The 12th century philosopher and physician Maimonides laid out many of the standards for circumcision still in place today, but modern medicine has made a number of improvements since then — including developing new methods of anesthetizing patients. And though many of his urology colleagues would use general anesthesia, Kunin prefers a method of local anesthetic — for both his infant and adult patients. “I have a lot of nervous people come in,” Kunin says, reading the look on my face perfectly, “and [afterward] they say, ‘Wow, that was easier than going to get my teeth pulled.’ ”
For non-Jewish men who were circumcised at birth, “you can’t re-circumcise them to convert,” Kunin explains. To “make the circumcision covenantal,” Jewish law requires a procedure called hatafat dam brit (drawing the blood of the covenant). Kunin uses a tiny lancet to take a single drop of blood, and he does this in his home, free of charge.
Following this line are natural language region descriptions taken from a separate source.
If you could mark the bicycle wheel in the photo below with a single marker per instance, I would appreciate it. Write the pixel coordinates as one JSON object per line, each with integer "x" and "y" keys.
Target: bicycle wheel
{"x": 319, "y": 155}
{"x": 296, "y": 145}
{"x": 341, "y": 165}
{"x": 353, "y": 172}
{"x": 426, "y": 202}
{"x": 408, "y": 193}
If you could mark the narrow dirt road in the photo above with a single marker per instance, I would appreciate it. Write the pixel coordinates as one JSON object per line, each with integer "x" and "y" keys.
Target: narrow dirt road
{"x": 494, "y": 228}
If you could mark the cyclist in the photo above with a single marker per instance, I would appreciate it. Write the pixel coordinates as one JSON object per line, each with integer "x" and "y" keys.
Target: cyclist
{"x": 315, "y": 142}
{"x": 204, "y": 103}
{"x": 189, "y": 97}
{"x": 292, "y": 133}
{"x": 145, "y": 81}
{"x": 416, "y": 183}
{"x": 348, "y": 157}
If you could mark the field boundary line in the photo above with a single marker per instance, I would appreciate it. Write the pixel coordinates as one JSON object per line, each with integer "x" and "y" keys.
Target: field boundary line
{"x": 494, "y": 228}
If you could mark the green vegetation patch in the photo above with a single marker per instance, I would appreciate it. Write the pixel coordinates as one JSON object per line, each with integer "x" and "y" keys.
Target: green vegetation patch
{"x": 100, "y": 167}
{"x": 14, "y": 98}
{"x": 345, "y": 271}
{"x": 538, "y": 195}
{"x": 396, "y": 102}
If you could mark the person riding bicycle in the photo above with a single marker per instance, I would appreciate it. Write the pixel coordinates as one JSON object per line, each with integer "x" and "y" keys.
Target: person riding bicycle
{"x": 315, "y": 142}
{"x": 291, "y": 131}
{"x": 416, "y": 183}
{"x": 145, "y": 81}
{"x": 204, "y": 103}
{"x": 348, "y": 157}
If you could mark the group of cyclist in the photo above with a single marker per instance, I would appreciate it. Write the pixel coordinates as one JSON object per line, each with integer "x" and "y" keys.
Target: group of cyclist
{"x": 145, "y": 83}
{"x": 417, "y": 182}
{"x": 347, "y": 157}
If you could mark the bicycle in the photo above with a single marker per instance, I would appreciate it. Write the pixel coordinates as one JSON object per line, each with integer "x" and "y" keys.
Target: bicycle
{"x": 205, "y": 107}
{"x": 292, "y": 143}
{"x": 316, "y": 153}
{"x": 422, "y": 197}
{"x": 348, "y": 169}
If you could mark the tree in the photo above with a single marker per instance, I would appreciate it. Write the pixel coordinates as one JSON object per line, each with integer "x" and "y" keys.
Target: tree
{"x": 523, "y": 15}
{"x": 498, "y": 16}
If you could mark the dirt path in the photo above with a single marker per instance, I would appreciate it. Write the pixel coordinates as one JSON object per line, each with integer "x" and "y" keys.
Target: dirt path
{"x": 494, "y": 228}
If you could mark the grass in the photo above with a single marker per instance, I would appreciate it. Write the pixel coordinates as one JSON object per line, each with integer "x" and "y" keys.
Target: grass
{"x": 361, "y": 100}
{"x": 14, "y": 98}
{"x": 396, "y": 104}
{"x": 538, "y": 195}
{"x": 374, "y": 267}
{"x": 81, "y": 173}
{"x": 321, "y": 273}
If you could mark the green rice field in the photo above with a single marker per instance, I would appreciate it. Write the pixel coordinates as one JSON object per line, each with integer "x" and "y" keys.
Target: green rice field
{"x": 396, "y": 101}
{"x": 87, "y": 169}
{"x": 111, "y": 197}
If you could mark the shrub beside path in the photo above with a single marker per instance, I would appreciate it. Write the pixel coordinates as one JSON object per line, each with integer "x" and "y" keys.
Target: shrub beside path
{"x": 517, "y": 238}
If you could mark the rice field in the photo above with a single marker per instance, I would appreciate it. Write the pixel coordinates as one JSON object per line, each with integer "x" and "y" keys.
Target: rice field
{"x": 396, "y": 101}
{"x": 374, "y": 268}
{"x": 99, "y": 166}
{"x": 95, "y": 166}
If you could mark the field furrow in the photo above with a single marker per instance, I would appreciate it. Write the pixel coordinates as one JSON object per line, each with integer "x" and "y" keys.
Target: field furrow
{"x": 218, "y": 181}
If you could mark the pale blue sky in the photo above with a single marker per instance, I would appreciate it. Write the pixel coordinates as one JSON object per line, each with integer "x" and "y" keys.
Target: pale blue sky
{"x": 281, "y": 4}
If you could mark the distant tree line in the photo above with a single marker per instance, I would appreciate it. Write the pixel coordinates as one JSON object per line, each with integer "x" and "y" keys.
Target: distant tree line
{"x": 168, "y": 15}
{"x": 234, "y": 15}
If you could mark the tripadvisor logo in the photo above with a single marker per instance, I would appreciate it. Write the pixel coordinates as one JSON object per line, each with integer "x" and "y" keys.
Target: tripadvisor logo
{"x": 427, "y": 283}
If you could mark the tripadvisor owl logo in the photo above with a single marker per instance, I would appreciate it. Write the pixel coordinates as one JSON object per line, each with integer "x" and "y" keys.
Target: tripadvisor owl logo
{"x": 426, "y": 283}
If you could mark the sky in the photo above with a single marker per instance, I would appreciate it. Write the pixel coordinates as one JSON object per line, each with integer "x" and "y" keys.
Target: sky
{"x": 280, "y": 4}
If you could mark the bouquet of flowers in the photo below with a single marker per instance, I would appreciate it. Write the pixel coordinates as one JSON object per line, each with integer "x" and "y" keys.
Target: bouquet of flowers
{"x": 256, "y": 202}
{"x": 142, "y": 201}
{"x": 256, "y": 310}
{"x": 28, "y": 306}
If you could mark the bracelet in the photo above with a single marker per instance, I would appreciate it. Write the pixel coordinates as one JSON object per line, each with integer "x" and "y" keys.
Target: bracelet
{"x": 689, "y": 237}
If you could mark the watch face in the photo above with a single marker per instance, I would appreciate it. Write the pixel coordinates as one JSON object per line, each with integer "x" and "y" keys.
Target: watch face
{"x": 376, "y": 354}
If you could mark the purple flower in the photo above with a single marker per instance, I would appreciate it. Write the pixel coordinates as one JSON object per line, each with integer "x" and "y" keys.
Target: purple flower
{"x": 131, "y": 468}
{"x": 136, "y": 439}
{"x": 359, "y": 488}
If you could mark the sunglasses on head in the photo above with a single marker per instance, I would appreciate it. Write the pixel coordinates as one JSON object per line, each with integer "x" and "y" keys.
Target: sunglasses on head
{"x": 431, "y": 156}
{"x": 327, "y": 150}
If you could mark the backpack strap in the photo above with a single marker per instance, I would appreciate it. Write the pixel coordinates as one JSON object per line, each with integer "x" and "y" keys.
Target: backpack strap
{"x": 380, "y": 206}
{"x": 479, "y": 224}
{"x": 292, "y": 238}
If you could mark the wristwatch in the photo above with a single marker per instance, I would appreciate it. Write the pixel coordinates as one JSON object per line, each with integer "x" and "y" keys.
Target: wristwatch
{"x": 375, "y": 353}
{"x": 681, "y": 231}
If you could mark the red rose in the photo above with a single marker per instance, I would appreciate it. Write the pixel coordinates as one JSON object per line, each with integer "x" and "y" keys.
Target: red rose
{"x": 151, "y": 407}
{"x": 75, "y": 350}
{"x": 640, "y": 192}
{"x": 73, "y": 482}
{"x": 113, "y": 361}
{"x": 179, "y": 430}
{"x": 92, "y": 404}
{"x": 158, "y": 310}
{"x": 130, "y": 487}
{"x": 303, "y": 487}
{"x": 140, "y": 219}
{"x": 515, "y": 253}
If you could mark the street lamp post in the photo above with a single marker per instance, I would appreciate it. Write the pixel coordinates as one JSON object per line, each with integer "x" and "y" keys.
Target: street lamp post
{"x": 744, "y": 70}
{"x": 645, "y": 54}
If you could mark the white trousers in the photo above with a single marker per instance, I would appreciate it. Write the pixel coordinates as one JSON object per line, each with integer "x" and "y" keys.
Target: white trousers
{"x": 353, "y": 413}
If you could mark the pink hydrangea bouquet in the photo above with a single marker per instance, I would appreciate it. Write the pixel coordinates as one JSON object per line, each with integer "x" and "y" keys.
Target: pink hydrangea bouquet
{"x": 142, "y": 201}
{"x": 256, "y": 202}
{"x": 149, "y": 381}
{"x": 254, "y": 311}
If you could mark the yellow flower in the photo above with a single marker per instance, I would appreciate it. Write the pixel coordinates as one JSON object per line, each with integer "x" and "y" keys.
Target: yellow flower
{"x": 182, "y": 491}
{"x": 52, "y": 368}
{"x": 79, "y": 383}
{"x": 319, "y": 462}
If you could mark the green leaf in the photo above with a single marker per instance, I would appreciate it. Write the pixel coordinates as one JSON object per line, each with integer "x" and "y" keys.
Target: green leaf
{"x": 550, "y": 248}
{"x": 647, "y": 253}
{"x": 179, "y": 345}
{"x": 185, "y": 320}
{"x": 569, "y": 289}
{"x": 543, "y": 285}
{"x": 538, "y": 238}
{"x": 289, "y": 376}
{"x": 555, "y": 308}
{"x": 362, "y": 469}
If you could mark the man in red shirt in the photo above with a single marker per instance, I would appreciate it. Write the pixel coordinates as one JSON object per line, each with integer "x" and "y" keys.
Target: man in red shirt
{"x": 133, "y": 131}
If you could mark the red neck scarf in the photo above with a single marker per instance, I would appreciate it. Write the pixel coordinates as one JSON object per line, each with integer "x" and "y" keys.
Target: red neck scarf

As a general principle, Kunin says, “I don’t want anybody not to be able to afford a bris,” and it’s clear that he believes deeply in the value of circumcision to the Jewish people. “It’s something we’ve been doing for 3,700 years. It’s the one thing that’s persisted even when Egyptians, Greeks, Romans, Spanish inquisitors — and Nazis and Communists in my lifetime — all banned circumcision, and somehow there’s been this common thread that’s kept us going.”
He believes in circumcision from a medical point of view just as deeply — “no study has ever said anything against it” — which is why he finds the prevailing attitude toward the procedure in the medical establishment frustrating.
“Nine out of 10 urologists are not adept at, or trained to, or want to do circumcisions on newborns,” Kunin says. “When I presented a couple of posters at the [annual meeting of the Western Section of the American Urological Association], I had a couple of chiefs of urology walk by and say, ‘I’ve never even done a circumcision.’ ”
“In medicine, circumcision is see-one, do one, teach-one,” Kunin says. “That’s just the way it is.” But he’s working to change that — no matter what hat he’s wearing.